Product pricing: can you actually sell more by increasing prices?



The article we published a couple of days ago on price elasticity reminded me of two things. First the former senior financial manager in a company I worked at; who was not exactly a convert to pricing or customer value discovery. Anything presented to him on improving margins through pricing optimisation, the answer was always the same; “you can only boost sales by cutting prices to the bone“. Thankfully, opinions like that are becoming less common! Think how much profit destroyed in businesses by opinions like that.


Pricing, specifically the issue of raising prices, is a very complicated part of retail business. One which merchants often think about with dread. There are times though when it becomes necessary to raise prices in order to keep up with rising costs of supplies, to increase profit margins, or for any number of other reasons.


Frequently though merchants will raise their prices at a whim without the appropriate amount of research, and without employing a pricing strategy. This often leads to a loss of customers and a decrease in sales.





Giffen good  quotes


The second was a more distant memory of my economics studies and the concept of a Giffen good. Quoting from Investopedia:


A Giffen good is a good for which demand increases as the price increases and falls when the price decreases. It has an upward-sloping demand curve, which is contrary to the fundamental law of demand which states that quantity demanded for a product falls as the price increases, resulting in a downward slope for the demand curve. A Giffen good is typically an inferior product that does not have easily available substitutes, as a result of which the income effect dominates the substitution effect. Giffen goods are quite rare, to the extent that there is some debate about their actual existence.”


The most commonly cited example of a Giffen good is that of the Irish potato famine in the 19th century. During the famine, as the price of potatoes rose, impoverished consumers had little money left for more nutritious but expensive food items like meat (the income effect). So even though they would have preferred to buy more meat and fewer potatoes (the substitution effect), the lack of money led them to buy more potatoes and less meat.”




Can we actually sell more if we increase product pricing?


For real practical purposes in developed nations in 2017, the concept of a Giffen Good may not be that appropriate – however, there is the potential for similar results if instead of substitution effects we look at the concepts of luxury pricing strategy and market positioning and also the more psychological aspects of pricing. See our blog on pricing strategies and tactics.


It is certainly possible that sales can be boosted by increasing prices – to signal perceived scarcity or luxury status (see our blog on psychological pricing). This may be the case when people think an item may be inferior due to a seemingly very low price. For example, the luxury goods companies spend lots of time understanding how they are perceived in the market and then tailoring their pricing and marketing to reflect and influence that metric.  We all understand that luxury items can be purchased to signal status; wealth or a similar perception. In this case, a higher price can represent a customer value in itself.

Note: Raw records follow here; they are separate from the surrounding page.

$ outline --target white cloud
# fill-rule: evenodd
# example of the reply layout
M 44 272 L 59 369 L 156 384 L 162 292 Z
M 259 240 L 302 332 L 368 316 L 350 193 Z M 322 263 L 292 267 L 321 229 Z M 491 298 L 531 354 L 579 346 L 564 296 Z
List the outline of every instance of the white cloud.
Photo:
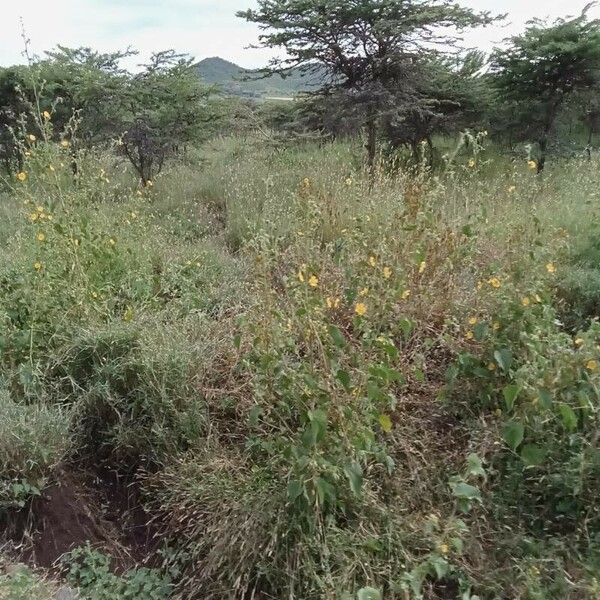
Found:
M 586 2 L 463 0 L 478 10 L 510 13 L 503 27 L 471 32 L 466 41 L 489 50 L 533 17 L 578 13 Z M 153 51 L 175 48 L 198 59 L 221 56 L 248 67 L 264 65 L 271 56 L 266 50 L 246 49 L 256 42 L 258 29 L 235 16 L 256 0 L 0 0 L 0 4 L 0 65 L 23 61 L 21 17 L 38 54 L 57 44 L 102 51 L 131 46 L 143 59 Z M 600 9 L 594 11 L 600 16 Z

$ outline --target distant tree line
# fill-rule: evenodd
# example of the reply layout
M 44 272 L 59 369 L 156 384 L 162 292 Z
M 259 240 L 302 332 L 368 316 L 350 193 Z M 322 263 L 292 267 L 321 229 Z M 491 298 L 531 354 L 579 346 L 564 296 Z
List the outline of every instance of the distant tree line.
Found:
M 76 131 L 74 152 L 114 144 L 143 185 L 186 145 L 252 128 L 288 138 L 362 135 L 371 170 L 383 148 L 434 161 L 437 136 L 489 130 L 511 147 L 528 142 L 542 172 L 562 122 L 586 131 L 588 152 L 600 127 L 600 23 L 590 6 L 532 21 L 486 56 L 463 50 L 459 36 L 503 17 L 451 0 L 259 0 L 238 14 L 259 25 L 263 46 L 282 51 L 264 75 L 300 69 L 322 78 L 285 106 L 218 96 L 173 51 L 132 73 L 122 64 L 134 52 L 58 47 L 0 69 L 0 161 L 20 169 L 18 131 L 35 133 L 50 115 L 51 128 L 38 133 L 59 140 Z

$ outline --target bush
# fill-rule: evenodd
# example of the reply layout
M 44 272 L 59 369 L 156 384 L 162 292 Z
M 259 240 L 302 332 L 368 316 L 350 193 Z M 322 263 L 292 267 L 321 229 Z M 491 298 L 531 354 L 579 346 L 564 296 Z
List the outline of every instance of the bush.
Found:
M 69 428 L 67 410 L 18 404 L 0 390 L 0 512 L 41 493 L 71 449 Z

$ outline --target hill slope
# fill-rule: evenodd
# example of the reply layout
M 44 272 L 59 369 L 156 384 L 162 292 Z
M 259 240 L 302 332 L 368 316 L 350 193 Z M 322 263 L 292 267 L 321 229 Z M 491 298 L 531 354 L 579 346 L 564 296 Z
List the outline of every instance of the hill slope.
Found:
M 293 69 L 285 78 L 261 77 L 256 70 L 244 69 L 219 57 L 205 58 L 196 68 L 206 83 L 218 85 L 225 93 L 235 96 L 292 98 L 315 89 L 320 83 L 318 74 L 304 74 L 300 69 Z

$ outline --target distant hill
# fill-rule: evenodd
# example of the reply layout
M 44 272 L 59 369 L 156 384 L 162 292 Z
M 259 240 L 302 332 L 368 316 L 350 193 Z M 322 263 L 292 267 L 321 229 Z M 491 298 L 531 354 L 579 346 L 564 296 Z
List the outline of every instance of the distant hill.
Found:
M 285 78 L 272 75 L 259 79 L 257 71 L 219 57 L 205 58 L 196 68 L 206 83 L 218 85 L 226 94 L 250 98 L 293 98 L 318 88 L 322 80 L 318 72 L 304 74 L 300 69 L 293 69 Z

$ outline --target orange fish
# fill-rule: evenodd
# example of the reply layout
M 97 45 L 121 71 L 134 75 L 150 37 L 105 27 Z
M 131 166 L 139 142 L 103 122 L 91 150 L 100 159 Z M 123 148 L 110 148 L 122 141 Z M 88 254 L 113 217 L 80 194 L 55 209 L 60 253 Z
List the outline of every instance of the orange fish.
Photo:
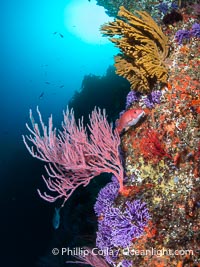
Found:
M 131 126 L 136 125 L 138 121 L 145 115 L 143 109 L 129 109 L 125 111 L 116 121 L 116 130 L 119 134 L 127 131 Z

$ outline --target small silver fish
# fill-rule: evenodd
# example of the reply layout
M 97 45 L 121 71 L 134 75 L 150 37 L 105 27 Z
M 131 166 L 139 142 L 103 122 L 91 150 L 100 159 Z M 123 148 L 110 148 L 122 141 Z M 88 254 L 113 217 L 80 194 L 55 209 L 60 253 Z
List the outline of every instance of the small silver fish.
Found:
M 42 92 L 39 96 L 39 99 L 41 99 L 44 96 L 44 92 Z
M 60 209 L 61 208 L 55 208 L 54 215 L 53 215 L 53 228 L 57 230 L 60 226 Z

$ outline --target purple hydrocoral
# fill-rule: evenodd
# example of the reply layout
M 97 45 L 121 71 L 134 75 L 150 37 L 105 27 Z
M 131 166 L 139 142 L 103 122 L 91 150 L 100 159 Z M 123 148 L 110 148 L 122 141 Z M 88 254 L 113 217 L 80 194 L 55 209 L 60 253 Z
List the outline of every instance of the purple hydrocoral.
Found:
M 176 2 L 172 2 L 171 9 L 178 9 L 177 1 Z
M 147 108 L 153 108 L 155 104 L 160 104 L 160 98 L 162 96 L 161 91 L 153 91 L 147 97 L 143 99 L 144 104 Z
M 132 264 L 133 264 L 133 262 L 132 261 L 129 261 L 129 260 L 123 260 L 121 262 L 121 264 L 122 264 L 122 267 L 131 267 Z
M 192 25 L 192 29 L 190 31 L 192 37 L 198 37 L 200 38 L 200 24 L 194 23 Z
M 162 93 L 159 90 L 153 91 L 147 96 L 143 96 L 140 92 L 130 91 L 126 97 L 126 109 L 141 99 L 147 108 L 153 108 L 155 104 L 160 103 L 161 95 Z
M 178 41 L 178 44 L 182 44 L 183 40 L 190 40 L 191 37 L 200 38 L 200 24 L 194 23 L 192 29 L 188 30 L 179 30 L 175 34 L 175 38 Z
M 175 39 L 178 41 L 178 44 L 182 44 L 183 40 L 190 39 L 190 31 L 188 30 L 178 30 L 175 34 Z
M 136 91 L 130 91 L 126 97 L 126 109 L 130 107 L 133 102 L 137 102 L 140 99 L 141 94 Z
M 119 184 L 115 176 L 112 176 L 112 182 L 102 188 L 98 194 L 97 201 L 94 205 L 95 214 L 101 216 L 107 207 L 110 207 L 116 199 L 119 192 Z
M 156 5 L 156 8 L 162 12 L 163 14 L 167 14 L 167 12 L 169 12 L 170 10 L 174 10 L 178 8 L 178 4 L 177 1 L 176 2 L 172 2 L 171 6 L 170 3 L 167 2 L 162 2 L 158 5 Z
M 151 93 L 151 98 L 152 98 L 152 101 L 154 102 L 154 103 L 156 103 L 156 104 L 160 104 L 160 98 L 161 98 L 161 95 L 162 95 L 162 93 L 161 93 L 161 91 L 153 91 L 152 93 Z
M 112 242 L 123 248 L 129 246 L 133 238 L 141 236 L 150 217 L 146 203 L 140 200 L 127 201 L 126 209 L 114 215 Z
M 128 247 L 133 238 L 142 235 L 150 218 L 146 203 L 127 201 L 125 209 L 107 206 L 99 221 L 96 245 L 99 249 Z
M 162 12 L 163 14 L 166 14 L 167 11 L 169 10 L 169 7 L 166 3 L 160 3 L 157 8 Z

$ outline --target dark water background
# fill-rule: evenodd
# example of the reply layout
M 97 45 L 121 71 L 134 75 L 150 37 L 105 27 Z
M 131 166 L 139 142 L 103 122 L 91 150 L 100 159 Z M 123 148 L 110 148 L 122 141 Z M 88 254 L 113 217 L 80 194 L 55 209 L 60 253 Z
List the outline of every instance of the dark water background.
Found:
M 80 237 L 87 232 L 69 227 L 86 217 L 84 209 L 90 212 L 89 224 L 94 225 L 90 219 L 91 206 L 81 204 L 88 195 L 82 197 L 78 192 L 68 209 L 62 211 L 61 229 L 57 232 L 53 229 L 54 207 L 59 203 L 50 204 L 38 197 L 36 189 L 45 190 L 41 179 L 43 163 L 28 154 L 21 137 L 27 134 L 25 123 L 30 108 L 36 114 L 39 105 L 45 122 L 52 113 L 54 125 L 59 128 L 62 110 L 75 90 L 80 89 L 83 77 L 90 73 L 104 75 L 113 64 L 116 50 L 111 44 L 86 43 L 67 31 L 64 9 L 69 2 L 79 1 L 0 3 L 0 266 L 3 267 L 63 266 L 64 260 L 53 258 L 50 249 L 57 245 L 74 246 L 72 233 L 77 232 Z M 84 190 L 87 194 L 87 189 Z M 94 201 L 93 196 L 91 199 Z M 77 206 L 81 213 L 78 220 L 72 216 Z

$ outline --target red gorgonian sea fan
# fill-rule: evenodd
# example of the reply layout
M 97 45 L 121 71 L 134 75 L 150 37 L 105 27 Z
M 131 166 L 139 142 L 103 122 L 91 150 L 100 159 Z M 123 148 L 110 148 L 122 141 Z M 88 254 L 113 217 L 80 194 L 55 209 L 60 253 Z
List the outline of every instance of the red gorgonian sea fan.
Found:
M 140 152 L 144 159 L 152 161 L 153 163 L 159 162 L 164 157 L 172 158 L 165 150 L 164 145 L 161 143 L 158 133 L 152 129 L 146 129 L 142 138 L 140 139 Z
M 53 129 L 52 116 L 47 127 L 38 108 L 37 113 L 40 127 L 35 123 L 30 110 L 33 129 L 28 124 L 26 127 L 32 135 L 23 136 L 23 141 L 33 157 L 48 163 L 45 169 L 49 178 L 42 177 L 48 189 L 57 195 L 41 194 L 38 190 L 43 199 L 54 202 L 63 197 L 65 203 L 77 187 L 87 186 L 92 178 L 104 172 L 112 173 L 118 179 L 119 192 L 123 193 L 123 166 L 118 150 L 120 137 L 108 123 L 105 110 L 101 112 L 95 108 L 89 116 L 89 135 L 83 125 L 83 118 L 76 124 L 72 109 L 69 111 L 67 108 L 63 113 L 63 130 L 58 131 L 58 134 Z M 27 140 L 34 147 L 29 146 Z
M 109 267 L 108 263 L 102 258 L 102 252 L 98 252 L 97 248 L 83 248 L 83 254 L 74 256 L 77 260 L 76 261 L 67 261 L 68 264 L 86 264 L 92 267 Z M 85 255 L 84 255 L 85 254 Z

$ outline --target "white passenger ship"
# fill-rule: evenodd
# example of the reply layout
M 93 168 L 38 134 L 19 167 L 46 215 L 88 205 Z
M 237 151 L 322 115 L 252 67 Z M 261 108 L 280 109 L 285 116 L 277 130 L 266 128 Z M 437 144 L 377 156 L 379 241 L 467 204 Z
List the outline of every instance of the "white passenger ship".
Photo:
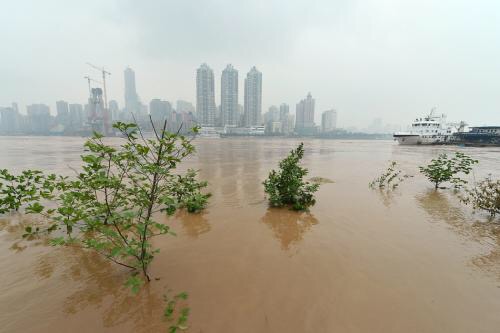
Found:
M 444 114 L 435 116 L 435 109 L 425 118 L 418 118 L 411 124 L 409 132 L 396 132 L 393 137 L 401 145 L 435 145 L 446 144 L 453 138 L 453 134 L 463 130 L 465 123 L 450 124 L 446 122 Z

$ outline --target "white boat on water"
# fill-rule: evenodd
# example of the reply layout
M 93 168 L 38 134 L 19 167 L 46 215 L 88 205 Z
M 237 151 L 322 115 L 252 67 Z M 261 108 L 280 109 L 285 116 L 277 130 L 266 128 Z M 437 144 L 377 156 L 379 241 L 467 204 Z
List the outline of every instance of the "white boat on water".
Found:
M 435 109 L 424 118 L 417 118 L 411 124 L 409 132 L 396 132 L 393 137 L 401 145 L 435 145 L 448 143 L 454 133 L 465 124 L 458 126 L 454 123 L 447 123 L 444 114 L 434 115 Z
M 215 127 L 201 126 L 198 131 L 198 136 L 201 138 L 220 138 L 220 134 Z

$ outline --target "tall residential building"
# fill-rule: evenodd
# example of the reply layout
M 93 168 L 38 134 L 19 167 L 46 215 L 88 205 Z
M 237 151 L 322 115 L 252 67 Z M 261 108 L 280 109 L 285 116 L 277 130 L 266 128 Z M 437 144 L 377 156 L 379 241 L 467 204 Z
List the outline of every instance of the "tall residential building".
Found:
M 0 107 L 0 133 L 15 134 L 20 130 L 20 114 L 15 107 Z
M 280 105 L 280 121 L 283 121 L 290 114 L 290 106 L 286 103 Z
M 231 64 L 222 71 L 220 105 L 222 125 L 238 125 L 238 71 Z
M 124 71 L 125 77 L 125 109 L 130 114 L 141 112 L 141 105 L 135 87 L 135 72 L 127 67 Z
M 279 109 L 275 105 L 271 105 L 264 114 L 264 124 L 280 120 Z
M 49 134 L 52 127 L 50 108 L 45 104 L 32 104 L 26 106 L 28 123 L 33 134 Z
M 290 118 L 292 119 L 291 121 Z M 290 115 L 290 106 L 286 103 L 280 105 L 279 120 L 281 123 L 281 133 L 290 134 L 293 132 L 293 116 Z
M 281 133 L 280 111 L 276 106 L 271 105 L 264 114 L 264 127 L 266 133 Z
M 83 105 L 69 104 L 69 127 L 73 130 L 80 130 L 85 123 L 85 115 L 83 114 Z
M 109 101 L 109 114 L 111 115 L 112 122 L 117 122 L 120 120 L 120 108 L 118 102 L 112 99 Z
M 56 102 L 57 122 L 64 127 L 69 125 L 69 106 L 66 101 Z
M 214 72 L 207 64 L 196 71 L 196 114 L 202 126 L 215 126 Z
M 168 101 L 155 98 L 149 102 L 149 114 L 157 130 L 160 130 L 165 120 L 170 121 L 172 105 Z
M 321 114 L 321 132 L 331 132 L 337 128 L 337 111 L 327 110 Z
M 252 67 L 245 78 L 243 125 L 258 126 L 262 113 L 262 73 Z
M 301 100 L 295 108 L 295 129 L 299 134 L 312 134 L 315 131 L 314 124 L 314 98 L 311 93 Z

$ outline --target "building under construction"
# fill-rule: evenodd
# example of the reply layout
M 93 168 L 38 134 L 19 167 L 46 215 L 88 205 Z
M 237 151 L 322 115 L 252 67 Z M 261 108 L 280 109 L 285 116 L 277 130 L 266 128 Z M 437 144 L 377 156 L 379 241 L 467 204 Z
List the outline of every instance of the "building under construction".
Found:
M 89 96 L 88 125 L 89 130 L 109 136 L 113 134 L 111 130 L 111 117 L 109 110 L 104 107 L 104 100 L 101 88 L 92 88 Z

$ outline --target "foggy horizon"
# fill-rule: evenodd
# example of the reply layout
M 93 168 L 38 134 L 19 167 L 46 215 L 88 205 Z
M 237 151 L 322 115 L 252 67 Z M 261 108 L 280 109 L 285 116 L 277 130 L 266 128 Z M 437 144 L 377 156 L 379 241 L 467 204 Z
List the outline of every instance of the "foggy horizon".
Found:
M 124 105 L 123 71 L 136 74 L 142 103 L 196 105 L 196 69 L 232 64 L 243 80 L 262 72 L 262 113 L 311 92 L 318 124 L 373 119 L 406 126 L 433 107 L 450 121 L 500 124 L 500 3 L 494 1 L 59 1 L 7 3 L 0 13 L 0 106 L 85 103 L 86 62 L 104 66 L 108 100 Z

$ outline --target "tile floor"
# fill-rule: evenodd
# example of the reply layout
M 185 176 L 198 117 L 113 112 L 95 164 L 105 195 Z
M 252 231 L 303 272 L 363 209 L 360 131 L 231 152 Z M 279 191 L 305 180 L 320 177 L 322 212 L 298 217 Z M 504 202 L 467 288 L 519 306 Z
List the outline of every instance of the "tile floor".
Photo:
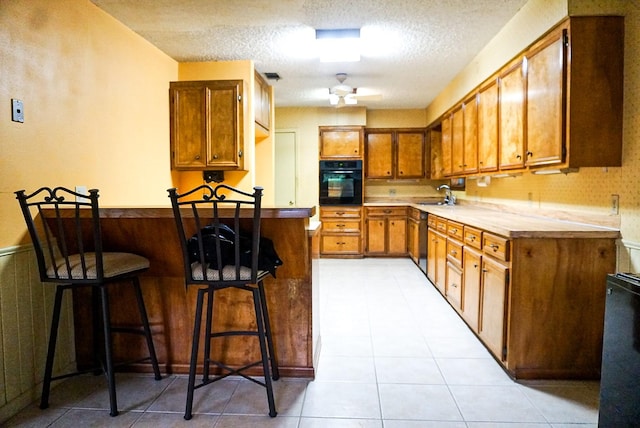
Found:
M 186 379 L 119 375 L 112 418 L 103 377 L 72 378 L 6 422 L 54 427 L 596 427 L 597 382 L 513 382 L 408 259 L 320 260 L 317 376 L 264 389 L 244 379 L 196 391 Z

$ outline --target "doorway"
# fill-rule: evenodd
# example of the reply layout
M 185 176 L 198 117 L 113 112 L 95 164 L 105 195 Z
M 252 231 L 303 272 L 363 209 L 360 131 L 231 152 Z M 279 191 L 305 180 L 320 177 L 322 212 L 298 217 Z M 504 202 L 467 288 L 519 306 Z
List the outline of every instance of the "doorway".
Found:
M 294 130 L 279 130 L 275 135 L 275 204 L 294 207 L 297 202 L 297 135 Z

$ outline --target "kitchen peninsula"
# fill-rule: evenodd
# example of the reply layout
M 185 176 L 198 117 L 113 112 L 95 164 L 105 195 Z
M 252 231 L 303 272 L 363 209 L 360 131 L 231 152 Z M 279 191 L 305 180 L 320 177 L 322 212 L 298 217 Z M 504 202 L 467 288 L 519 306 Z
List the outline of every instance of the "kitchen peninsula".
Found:
M 317 238 L 310 217 L 315 208 L 263 208 L 261 234 L 270 238 L 284 264 L 277 278 L 265 279 L 265 291 L 280 373 L 289 377 L 314 377 L 314 353 L 319 340 L 317 323 Z M 144 255 L 151 267 L 141 276 L 149 323 L 163 372 L 186 373 L 189 368 L 196 287 L 185 290 L 182 255 L 171 208 L 101 208 L 104 248 Z M 135 299 L 125 287 L 111 288 L 112 318 L 118 324 L 135 325 Z M 214 309 L 214 325 L 251 329 L 255 324 L 251 299 L 230 298 L 220 291 Z M 91 359 L 90 296 L 74 294 L 76 354 L 80 366 Z M 314 319 L 316 317 L 316 319 Z M 242 327 L 244 326 L 244 327 Z M 126 339 L 126 341 L 125 341 Z M 138 338 L 114 337 L 114 359 L 134 360 L 145 347 Z M 259 358 L 257 342 L 251 338 L 228 338 L 218 342 L 212 358 L 241 364 Z M 255 346 L 253 346 L 255 344 Z M 247 349 L 251 349 L 250 352 Z M 148 371 L 134 366 L 133 370 Z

Research your Pricing Strategy on Product pricing


We would be really interested in hearing if you have any real-world examples of increased product pricing leading to increased sales? Of course, it is not possible in every product pricing scenario – but when you really dig into customer value through a value discovery process and look at pricing structure, it is likely to be at least possible in more situations than we expect. For a humorous example of this – see the classic British comedy show Harry Enfield in “I saw you coming“.


The most important part of your pricing strategy is your research because this is the main way you will know if it is time to raise your prices.


The first thing you should be researching is your costs. You need to know the prices of your materials, production, shipping, packaging, etc. So that if the price of one part of your production process rises, you will know about it. Prepare to respond.


The second thing you need to stay on top of is your profit margin and your sales levels for specific products.


A product that is selling well might be a good candidate for a price raise. So that you can increase your profits on it. Another product to keep your eye on would be your new products. If, for example, you started selling a new product at a lower price so that it could gain traction. You’d have to know when it has actually caught on; in order to know when you want to raise the price.




Raising prices need not be a pain for you and the customers. Proper research and planning can ease the shock of the price raise.


A great way of getting away with a price raise is by increasing the perceived value of your products. The greater the “value”, the higher is the price.


If you sell related products, you can put together product bundles that will offer added value to your customers. For example, if you sell computers you could create a bundle that contains a computer, a mouse, and a keyboard.




Be honest when raising your price. Simply announce that you are raising the price citing the reasons for the increase.


If you want to lessen the blow of a price raise, you might want to consider raising your prices gradually. It won’t be a shock caused by a larger change.


When the time comes for raising prices, make sure that you think about the different methods available to you. Consider which option will fit best with your store, and which methods have worked for you in the past.